Sua decisão foi rapidamente imitada por outras grandes companhias aéreas e na terça-feira a American Airlines e a United também anunciaram a mesma medida, tomada em plena temporada de caça na África.

O anúncio foi aplaudido nas redes sociais, impulsionadoras em grande parte da decisão das companhias aéreas. “Vitória! A Delta se posicionou contra a caça por troféus!”, comemorou a decisão o site change.org. A plataforma on-line de petições tinha iniciado uma petição neste sentido dirigida à direção da Delta pedindo que copiasse a maior empresa aérea no continente africano, a South African Airways, que proibiu o transporte de troféus de caça dos “cinco grandes”, em abril, muito antes que a morte de Cecil reabrisse o debate sobre esta prática. Não mencionava, no entanto, que a companhia aérea sul-africana tinha levantado a proibição no final de julho, só três meses após sua imposição, como lembrou a Reuters.

A petição on-line, apoiada por celebridades, incluindo a atriz Debra Messing, rapidamente chegou a quase 400 mil assinaturas, uma das possíveis razões pela qual as companhias aéreas tenham dado esse passo que também foi tomado nos últimos meses pela alemã Lufthansa Cargo e a Emirates SkyCargo dos Emirados Árabes Unidos.

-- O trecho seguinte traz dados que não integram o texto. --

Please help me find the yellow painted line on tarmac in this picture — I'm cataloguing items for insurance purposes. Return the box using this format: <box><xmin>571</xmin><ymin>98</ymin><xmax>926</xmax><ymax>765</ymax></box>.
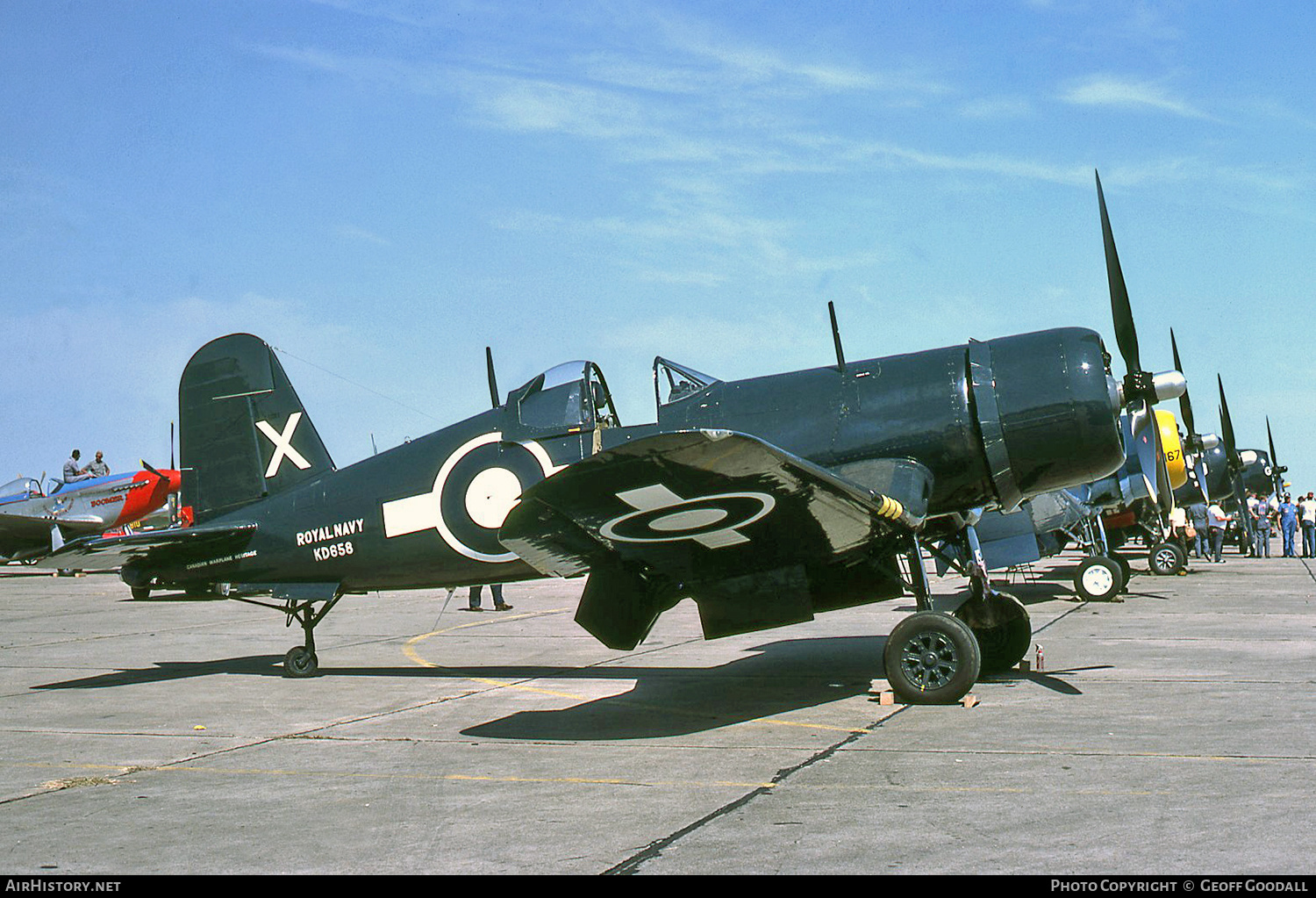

Desde que foi revelado que o caçador responsável pela morte lenta de Cecil, no início de julho, foi o dentista de Minnesota Walter Palmer, as redes sociais foram fundamentais para expressar a repulsa social pela caça de troféu. Palmer, que está sendo investigado pelas autoridades dos EUA e o Zimbábue quer que seja extraditado, não só foi forçado a fechar fisicamente sua clínica, mas também teve que desativar todas suas páginas pessoais e as de seu centro médico para evitar o ciberassédio ao qual estava – e em grande parte continua – submetido.

Quando a raiva pública parecia estar diminuindo, as redes sociais voltaram a se ativar esta semana contra outra caçadora norte-americana, Sabrina Corgatelli. Esta contadora da Universidade de Idaho provocou a indignação popular depois de postar em seu perfil do Facebook suas fotos com os vários animais que matou em um recente safári na África do Sul, incluindo uma girafa.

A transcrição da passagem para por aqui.